Lo ha messo in luce la ricerca condotta da SWG per conto di Assorel, l’associazione delle agenzie di relazioni pubbliche, che l’ha presentata la scorsa settimana a Roma durante il proprio convegno La comunicazione ambientale, fattore immateriale della sostenibilità e della crescita. Se è rilevante per le aziende, per le quali ha un valore etico ma anche di marketing, il tema della sostenibilità è altrettanto rilevante per le agenzie che di queste aziende curano la comunicazione e l’immagine. “Dalla ricerca” dice Andrea Cornelli, presidente di Assorel, “emerge anche che all’atto dell’acquisto il cittadino chiede di essere informato sulle buone pratiche di sostenibilità delle aziende produttrici. C’è dunque bisogno di comunicazione e trasparenza: fare bene non è sufficiente, occorre anche farlo sapere”.
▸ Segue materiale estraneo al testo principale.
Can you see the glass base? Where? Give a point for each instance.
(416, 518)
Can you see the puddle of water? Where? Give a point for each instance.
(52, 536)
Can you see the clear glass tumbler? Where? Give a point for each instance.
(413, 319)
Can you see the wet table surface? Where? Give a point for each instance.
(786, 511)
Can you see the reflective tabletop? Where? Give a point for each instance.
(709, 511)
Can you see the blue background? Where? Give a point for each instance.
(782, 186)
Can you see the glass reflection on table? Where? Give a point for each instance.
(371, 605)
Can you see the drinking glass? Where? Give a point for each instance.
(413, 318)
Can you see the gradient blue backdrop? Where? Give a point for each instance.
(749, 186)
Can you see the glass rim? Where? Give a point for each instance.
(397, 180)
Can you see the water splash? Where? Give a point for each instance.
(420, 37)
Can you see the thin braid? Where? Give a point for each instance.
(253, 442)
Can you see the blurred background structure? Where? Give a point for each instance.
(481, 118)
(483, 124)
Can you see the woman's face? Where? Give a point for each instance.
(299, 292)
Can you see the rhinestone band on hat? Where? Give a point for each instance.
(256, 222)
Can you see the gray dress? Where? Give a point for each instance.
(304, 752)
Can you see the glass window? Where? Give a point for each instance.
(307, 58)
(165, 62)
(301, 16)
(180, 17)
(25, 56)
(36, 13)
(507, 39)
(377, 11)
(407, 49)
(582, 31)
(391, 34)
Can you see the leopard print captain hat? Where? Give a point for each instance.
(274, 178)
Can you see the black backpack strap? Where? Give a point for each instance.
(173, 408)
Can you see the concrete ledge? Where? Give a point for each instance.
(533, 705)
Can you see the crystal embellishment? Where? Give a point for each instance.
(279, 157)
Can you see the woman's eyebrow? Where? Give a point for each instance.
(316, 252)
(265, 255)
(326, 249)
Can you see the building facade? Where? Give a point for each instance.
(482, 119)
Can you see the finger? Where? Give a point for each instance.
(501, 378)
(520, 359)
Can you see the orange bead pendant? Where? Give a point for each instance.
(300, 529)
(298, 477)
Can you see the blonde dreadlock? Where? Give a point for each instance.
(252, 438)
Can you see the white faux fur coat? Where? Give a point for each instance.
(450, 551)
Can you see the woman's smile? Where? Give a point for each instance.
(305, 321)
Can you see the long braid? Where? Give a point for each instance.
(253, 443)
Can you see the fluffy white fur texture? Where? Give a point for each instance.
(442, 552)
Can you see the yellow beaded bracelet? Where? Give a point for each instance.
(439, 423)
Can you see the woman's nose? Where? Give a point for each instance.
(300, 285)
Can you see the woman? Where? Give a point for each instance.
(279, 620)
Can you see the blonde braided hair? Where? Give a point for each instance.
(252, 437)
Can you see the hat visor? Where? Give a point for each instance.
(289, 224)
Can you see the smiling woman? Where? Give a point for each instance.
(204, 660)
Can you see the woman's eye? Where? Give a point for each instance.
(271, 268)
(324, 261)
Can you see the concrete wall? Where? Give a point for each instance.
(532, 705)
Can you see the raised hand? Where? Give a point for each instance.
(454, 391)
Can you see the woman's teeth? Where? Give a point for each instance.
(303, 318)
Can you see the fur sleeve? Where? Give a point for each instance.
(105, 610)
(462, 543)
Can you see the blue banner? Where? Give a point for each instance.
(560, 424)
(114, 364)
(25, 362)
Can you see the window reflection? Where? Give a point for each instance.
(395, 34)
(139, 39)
Secondo l’indagine, le fonti da cui le persone apprendono come migliorare il proprio comportamento ambientale e come le aziende si collocano su questo fronte sono prima di tutto il web, poi la tv, i giornali e quindi la radio: tre quarti degli italiani ritiene che la difesa dell’ambiente e lo sviluppo sostenibile debbano essere temi importanti per tutti i consumatori, non solo per una ristretta elite. Pertanto il 68% delle persone chiede che le buone pratiche ambientali siano messe in evidenza anche sui prodotti e non soltanto diffuse attraverso i canali di comunicazione.